The Right to Confrontation After Crawford
CRIMINAL DEFENSE FORUM
By: Mark Eiglarsh
On August 5, 1999, Michael Crawford was charged with assault and attempted murder for stabbing Kenneth Lee, a man who allegedly tried to rape Crawford's wife Sylvia. After giving Crawford and his wife Miranda warnings, detectives questioned each of them twice. At trial, Crawford claimed self-defense. Because Washington State's marital privilege enabled Crawford to keep his wife off the witness stand, prosecutors played Sylvia's taped statement for the jury. Jurors heard Sylvia describe for detectives how she led her husband to Mr. Lee's apartment and thus, assisted with the assault. This tape-recorded testimony provided jurors with compelling evidence which undermined Crawford's claim of self-defense. The trial court admitted Sylvia's statement finding that it constituted a declaration against her penal interest. Crawford was convicted. On appeal, Crawford argued that because he wasn't able to cross examine Sylvia during his trial, the Confrontation Clause of the 6th Amendment was violated.Analysis
In Crawford v. Washington, the U.S. Supreme Court reversed approximately twenty five years of precedent in finding that a "testimonial" statement by a witness not present at trial is inadmissible unless: (1) the witness is unavailable; and (2) the defendant had a prior opportunity to cross-examine the witness at the time the statement was made. 124 S.Ct. 1354 (2004) In arriving at this landmark decision, the Court overruled Ohio v.

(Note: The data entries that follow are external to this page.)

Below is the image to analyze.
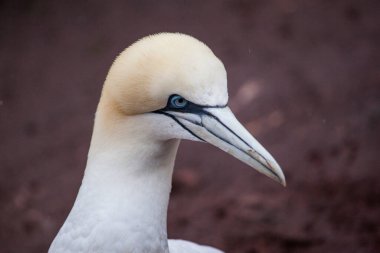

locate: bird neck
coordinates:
[52,105,179,252]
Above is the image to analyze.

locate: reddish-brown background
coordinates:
[0,0,380,253]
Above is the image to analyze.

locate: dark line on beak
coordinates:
[205,127,281,180]
[154,111,206,142]
[203,110,274,173]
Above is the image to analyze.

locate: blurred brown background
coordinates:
[0,0,380,253]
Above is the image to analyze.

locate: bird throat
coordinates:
[50,115,179,252]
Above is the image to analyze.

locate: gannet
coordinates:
[49,33,285,253]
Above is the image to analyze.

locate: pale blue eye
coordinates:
[170,95,187,109]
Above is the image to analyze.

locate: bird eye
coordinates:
[170,95,187,109]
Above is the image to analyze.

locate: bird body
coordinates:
[49,33,285,253]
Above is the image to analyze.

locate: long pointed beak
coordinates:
[165,107,286,186]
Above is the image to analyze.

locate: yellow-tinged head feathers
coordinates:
[100,33,228,115]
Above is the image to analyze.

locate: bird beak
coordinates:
[164,107,286,186]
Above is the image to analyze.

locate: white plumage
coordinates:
[49,33,285,253]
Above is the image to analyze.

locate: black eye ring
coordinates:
[170,95,188,109]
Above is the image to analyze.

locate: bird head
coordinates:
[98,33,285,185]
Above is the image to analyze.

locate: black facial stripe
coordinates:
[159,112,279,178]
[154,94,279,178]
[154,110,206,142]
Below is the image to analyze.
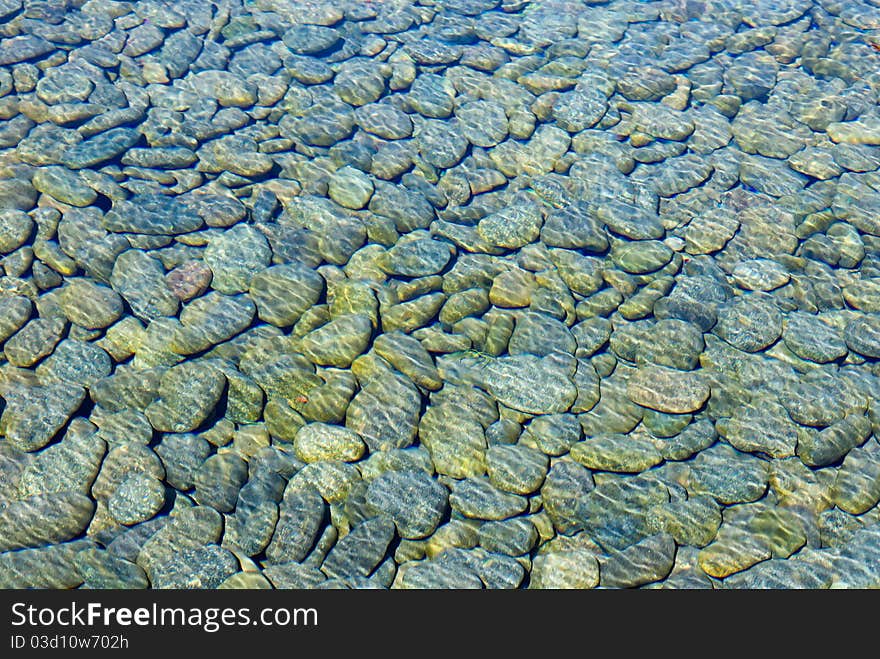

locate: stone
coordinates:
[300,314,373,368]
[36,339,113,387]
[0,382,85,452]
[477,517,538,556]
[345,375,422,452]
[266,486,326,564]
[61,128,142,170]
[843,314,880,359]
[0,208,34,254]
[293,423,366,462]
[0,492,95,552]
[382,238,452,277]
[32,166,98,207]
[59,277,123,329]
[477,202,543,249]
[205,224,272,294]
[483,355,577,414]
[797,414,871,467]
[107,471,165,526]
[529,549,599,590]
[722,401,798,458]
[782,311,848,364]
[600,533,675,588]
[366,471,449,540]
[647,495,722,547]
[373,332,443,391]
[3,318,67,368]
[626,366,710,414]
[149,545,239,590]
[249,263,324,327]
[715,292,782,352]
[691,444,770,505]
[449,478,528,520]
[110,249,179,320]
[571,434,663,473]
[144,362,226,432]
[486,446,550,495]
[321,516,395,578]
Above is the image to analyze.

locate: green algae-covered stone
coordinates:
[366,471,449,539]
[145,362,226,432]
[0,492,95,552]
[571,434,663,473]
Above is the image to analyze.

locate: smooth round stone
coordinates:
[714,292,782,352]
[354,103,413,140]
[145,361,226,432]
[719,401,798,458]
[514,414,581,456]
[328,167,374,210]
[541,201,608,253]
[689,443,770,505]
[61,128,143,169]
[529,549,599,590]
[551,88,608,133]
[205,224,272,294]
[284,55,333,85]
[194,453,248,512]
[731,259,791,291]
[415,120,468,169]
[449,478,528,520]
[59,277,123,329]
[483,355,578,414]
[407,73,454,119]
[249,263,324,327]
[107,471,165,526]
[486,446,550,494]
[366,471,449,539]
[36,67,95,105]
[300,314,373,368]
[611,240,674,274]
[646,495,721,547]
[797,414,871,467]
[843,313,880,359]
[3,317,66,368]
[0,295,33,345]
[617,65,677,101]
[148,544,240,590]
[0,492,95,556]
[0,208,34,254]
[165,261,214,302]
[333,65,385,107]
[279,101,355,146]
[156,433,211,491]
[33,166,98,207]
[600,533,675,588]
[782,311,848,364]
[626,366,710,414]
[477,517,538,556]
[281,25,341,55]
[780,371,852,428]
[724,52,779,101]
[101,194,202,236]
[36,339,113,387]
[571,434,663,474]
[477,202,543,249]
[293,423,366,462]
[382,238,452,277]
[455,101,507,148]
[596,199,665,240]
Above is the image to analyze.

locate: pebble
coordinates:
[0,0,880,589]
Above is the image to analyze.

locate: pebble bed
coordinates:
[0,0,880,589]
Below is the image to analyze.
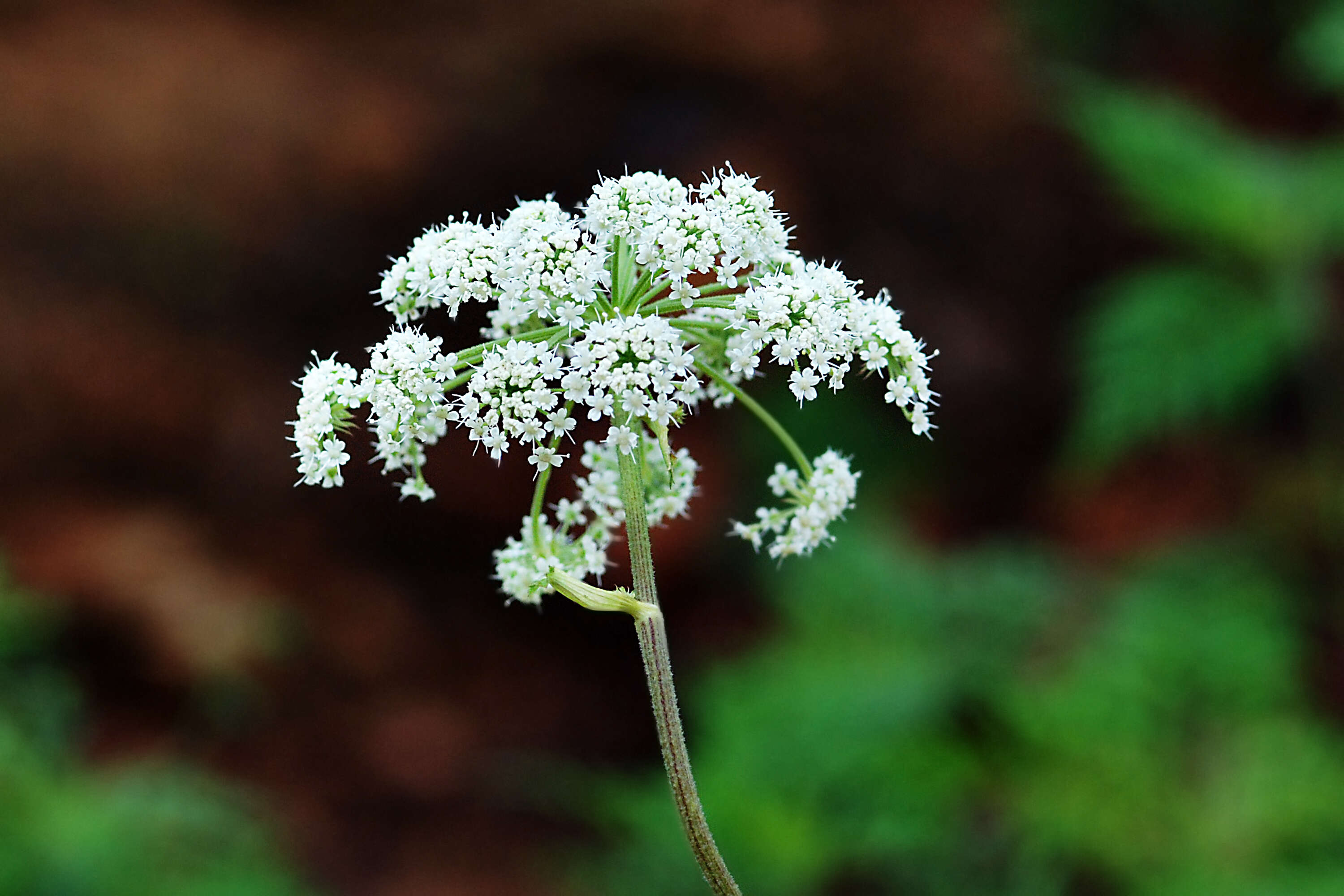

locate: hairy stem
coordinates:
[617,451,742,896]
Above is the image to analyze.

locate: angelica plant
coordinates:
[293,168,934,895]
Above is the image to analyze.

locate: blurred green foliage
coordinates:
[0,571,309,896]
[577,525,1344,896]
[1068,75,1344,466]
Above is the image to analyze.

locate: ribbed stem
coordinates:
[617,451,742,896]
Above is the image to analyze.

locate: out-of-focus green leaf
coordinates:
[573,524,1055,896]
[575,525,1344,896]
[1009,548,1344,896]
[1071,266,1308,465]
[0,556,317,896]
[1068,83,1341,266]
[1293,0,1344,90]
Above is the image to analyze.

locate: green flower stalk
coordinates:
[293,168,934,895]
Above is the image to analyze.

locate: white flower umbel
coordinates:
[292,358,363,489]
[732,451,859,557]
[292,168,937,895]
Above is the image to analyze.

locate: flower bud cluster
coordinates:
[495,438,699,603]
[732,451,859,557]
[290,358,364,489]
[293,169,935,600]
[378,199,610,339]
[585,169,789,308]
[727,262,933,435]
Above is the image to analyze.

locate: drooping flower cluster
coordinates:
[293,169,935,600]
[495,439,699,603]
[732,451,859,557]
[292,358,364,489]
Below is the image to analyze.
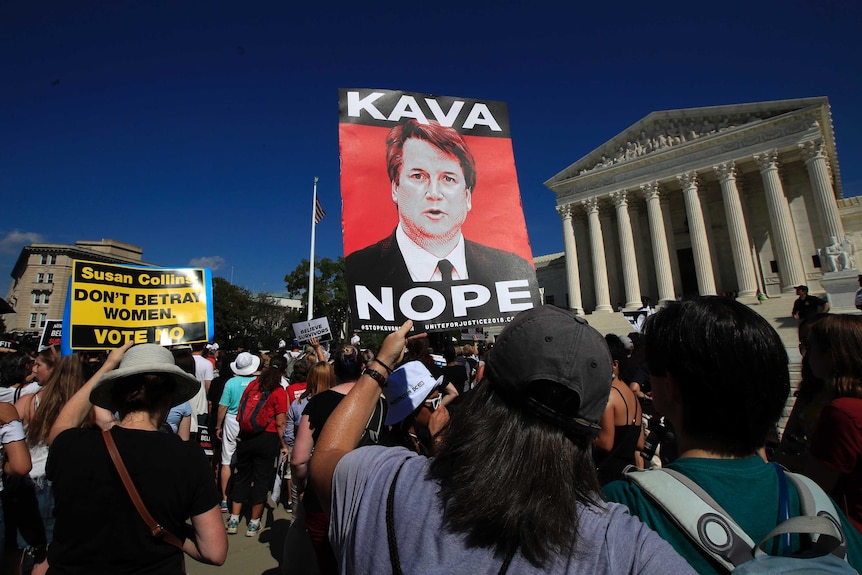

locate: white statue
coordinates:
[820,236,856,272]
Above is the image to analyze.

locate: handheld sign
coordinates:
[293,317,332,343]
[39,319,63,351]
[338,89,540,332]
[63,261,214,353]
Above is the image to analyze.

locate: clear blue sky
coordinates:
[0,0,862,295]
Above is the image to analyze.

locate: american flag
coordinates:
[314,198,326,224]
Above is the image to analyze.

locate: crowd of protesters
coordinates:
[0,297,862,574]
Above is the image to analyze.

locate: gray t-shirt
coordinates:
[329,446,695,575]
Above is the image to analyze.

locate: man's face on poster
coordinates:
[392,138,472,249]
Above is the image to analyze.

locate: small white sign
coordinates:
[293,317,332,343]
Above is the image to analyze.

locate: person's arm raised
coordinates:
[48,341,134,445]
[309,320,426,509]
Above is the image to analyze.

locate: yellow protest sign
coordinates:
[63,261,213,351]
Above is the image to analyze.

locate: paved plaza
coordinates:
[186,501,293,575]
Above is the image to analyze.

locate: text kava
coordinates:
[347,92,503,132]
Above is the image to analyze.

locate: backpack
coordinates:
[236,378,272,438]
[625,464,856,575]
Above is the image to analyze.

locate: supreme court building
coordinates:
[537,97,862,313]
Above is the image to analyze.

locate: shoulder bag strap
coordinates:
[625,468,755,572]
[386,458,409,575]
[102,429,183,551]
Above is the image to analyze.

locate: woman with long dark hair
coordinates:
[227,356,287,537]
[47,342,227,575]
[311,312,694,575]
[806,314,862,533]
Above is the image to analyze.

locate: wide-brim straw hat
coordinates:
[90,343,201,409]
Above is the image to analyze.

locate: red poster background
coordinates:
[338,123,533,262]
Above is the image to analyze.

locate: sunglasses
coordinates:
[425,393,443,411]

Roberts which permitted the admissibility of a testimonial statement absent cross-examination as long as the statement bore sufficient "indicia of reliability." 448 U.S. 56 (1980) A statement was previously found to be "reliable" and thus, admitted without the opportunity to cross examine, as long as: (1) the declarant was unavailable; and (2) the statements fell within a hearsay exception or demonstrated "particularized guarantees of trustworthiness." Crawford essentially retains the "unavailability" requirement. However, it rejects the "reliability" prong of Roberts in favor of a strict requirement of actual cross examination. In reversing Crawford's conviction, the Court held that Sylvia's taped statement to detectives was "testimonial" and thus, should not have been admitted unless Crawford was afforded the right to cross-examine her. The Court stated that the only way to guarantee the reliability of what prosecutors called during closing, the "damning evidence" that "completely refutes [Crawford's] claim of self-defense," was through confrontation.Crawford's Impact
Unfortunately, in deciding Crawford, the Supreme Court failed to clearly define a "testimonial" statement. This leaves Florida courts and others struggling to unravel the mystery of this landmark ruling. In State of Florida v. Hernandez, the 3rd DCA relied on Crawford in ruling that the trial court properly prevented prosecutors from presenting to jurors a pre-arrest taped conversation between the defendant and the non-testifying co-defendant. 875 So.2d 1271 (2004) Prosecutors unsuccessfully argued that the incriminating conversation fell within a hearsay exception. In ruling, the court held that "admission of the co-defendant's statements at trial would violate the Sixth Amendment confrontation clause because Hernandez had no opportunity to cross-examination." To date, there are very few other Florida rulings interpreting Crawford. Based on how courts around the country have been applying Crawford, attorneys in Florida may be successful in convincing courts to find inadmissible the following previously admitted statements when the declarant is unavailable to testify at trial: (1) in a domestic abuse case, a statement made by the "victim" to officers upon their arrival at the scene; (2) in a child abuse case, a video-taped statement made by a child victim to police investigators during a forensic interview; (3) in a DUI case, a nurse's affidavit regarding a blood draw; (4) grand jury testimony; and (5) 911 calls.Conclusion
Crawford has dramatically altered the landscape of confrontation clause jurisprudence. The focus of courts will now be upon determining which statements are "testimonial" in nature. As explained in Crawford, this approach appears to more accurately reflect the right to confrontation contemplated by the authors of the Sixth Amendment.